Under section 13(2)(b), the Minister must set a TAC that enables recovery in a “way and rate” that “will” result in the stock being restored, and within a “period appropriate to the stock”, having regard to the biological characteristics of the stock and environmental conditions (“scientific factors”). A mandatory part of this decision is the probability of success of rebuilding the stock. Section13(3) also requires the Minister to have regard to SCE factors when determining the way and rate of the TAC.

The Royal Forest & Bird Protection Society of New Zealand (“Forest & Bird”) challenged the Minister’s decision on the TAC on the grounds that he should only have regard to the scientific considerations based on the best available information, and should not have considered SCE factors. The best available information (the Harvest Strategy Guidelines (“HSS”) and Operating Guidelines (“OG”)) recommended a probability of success of 70%, which Forest & Bird claimed was a mandatory relevant consideration. The Minister adopted an implicit probability of 50%, and had not considered a 70% probability of success.

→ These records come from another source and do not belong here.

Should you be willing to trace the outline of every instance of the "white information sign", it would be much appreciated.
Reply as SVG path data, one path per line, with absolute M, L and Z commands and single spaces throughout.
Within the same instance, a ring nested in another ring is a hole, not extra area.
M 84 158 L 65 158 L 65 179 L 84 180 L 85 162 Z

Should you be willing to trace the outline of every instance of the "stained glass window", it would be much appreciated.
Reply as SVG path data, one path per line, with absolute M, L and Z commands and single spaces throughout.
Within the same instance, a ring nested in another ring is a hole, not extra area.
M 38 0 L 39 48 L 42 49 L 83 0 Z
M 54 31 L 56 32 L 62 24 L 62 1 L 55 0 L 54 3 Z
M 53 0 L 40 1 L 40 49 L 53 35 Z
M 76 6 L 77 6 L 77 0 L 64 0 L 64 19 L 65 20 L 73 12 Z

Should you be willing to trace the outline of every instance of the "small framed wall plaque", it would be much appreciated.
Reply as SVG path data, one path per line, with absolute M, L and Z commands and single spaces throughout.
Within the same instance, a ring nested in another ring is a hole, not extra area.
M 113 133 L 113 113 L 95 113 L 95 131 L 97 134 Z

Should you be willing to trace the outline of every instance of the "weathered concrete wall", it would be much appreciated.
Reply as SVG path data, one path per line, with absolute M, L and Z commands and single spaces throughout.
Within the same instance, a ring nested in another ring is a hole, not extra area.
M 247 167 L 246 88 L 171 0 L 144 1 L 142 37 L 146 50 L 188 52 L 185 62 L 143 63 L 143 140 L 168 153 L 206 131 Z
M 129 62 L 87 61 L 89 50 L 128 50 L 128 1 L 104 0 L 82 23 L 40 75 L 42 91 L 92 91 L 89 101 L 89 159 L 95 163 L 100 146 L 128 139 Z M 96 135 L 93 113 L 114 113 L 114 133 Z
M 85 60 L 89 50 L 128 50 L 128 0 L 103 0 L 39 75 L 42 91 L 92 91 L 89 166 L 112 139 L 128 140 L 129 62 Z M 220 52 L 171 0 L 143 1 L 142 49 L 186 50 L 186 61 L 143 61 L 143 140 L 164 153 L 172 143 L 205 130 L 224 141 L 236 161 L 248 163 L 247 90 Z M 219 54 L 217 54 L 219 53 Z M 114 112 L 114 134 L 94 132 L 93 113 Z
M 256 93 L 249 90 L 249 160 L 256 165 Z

The High Court determined that SCE factors can only influence the Minister’s decision-making after an “appropriate” period is fixed according to scientific considerations only. It held that the Minister therefore erred by considering SCE factors while determining an “appropriate” period. The High Court agreed with Forest & Bird that the HSS and OG was the best available information and a 70% probability was a mandatory relevant consideration.

The Court of Appeal, by majority, dismissed an appeal by Seafood NZ against the High Court’s decision. It found that the “period appropriate to the stock” set a maximum period that must be fixed by reference to scientific considerations, and only insofar as the HSS included SCE factors in its scientific consideration, could the Minister consider them. It also held by majority that the HSS did specify a default 70% probability of success, and that the Minister was required to consider it.

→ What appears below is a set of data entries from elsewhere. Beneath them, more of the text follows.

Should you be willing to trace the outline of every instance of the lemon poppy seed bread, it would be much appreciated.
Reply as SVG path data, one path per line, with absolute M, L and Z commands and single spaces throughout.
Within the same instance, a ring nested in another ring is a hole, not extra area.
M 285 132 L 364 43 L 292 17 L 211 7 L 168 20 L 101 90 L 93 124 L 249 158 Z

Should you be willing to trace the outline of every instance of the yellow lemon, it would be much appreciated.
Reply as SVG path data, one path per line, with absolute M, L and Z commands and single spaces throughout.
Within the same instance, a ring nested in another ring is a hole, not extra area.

Seafood NZ further appealed to the Supreme Court.

THECASE

What could the Minister consider when setting a “period appropriate to the stock”?

Seafood NZ submitted that the “appropriate” period for the stock rebuild was to be determined alongside the “way and rate” as a single decision, incorporating scientific and SCE factors. Seafood NZ’s counsel accepted there would be an evaluative step where the Minister assessed the appropriateness of the period with sole regard to the scientific factors, but maintained that this was only a relevant consideration and not a control on the TAC.

The Minister submitted that section13(2)(b)(ii) was a cross-check on the period that results from the “way and rate” analysis. They submitted that the legislation does not compel adoption of the “most appropriate” period to the stock, but that there could be a range of “appropriate” periods with regard to the scientific factors. Where the range of periods are “appropriate to the stock”, the Minister may take the SCE factors into account when choosing among them.

Forest & Bird submitted that the Minister erred by doubling a previous period he had considered “appropriate”, by reference to SCE factors, which they said were legally irrelevant. Rather, they claimed the Minister should have determined the “appropriate” period only by reference to the scientific factors affecting the stock. They accepted that there may be a range of periods that the Minister could then choose from.

The Supreme Court held both subsections (i) and (ii), providing for the “way and rate” and the “period appropriate to the stock”, were intended to constrain the TAC that the Minister could adopt. They acted as a sustainability check. In determining the “appropriate” periods, the Minister’s decision concerns the stock of the East Coast Fishery, not those who have an interest in the stock. Only scientific factors could be considered in determining an “appropriate” period for the East Coast Fishery stock.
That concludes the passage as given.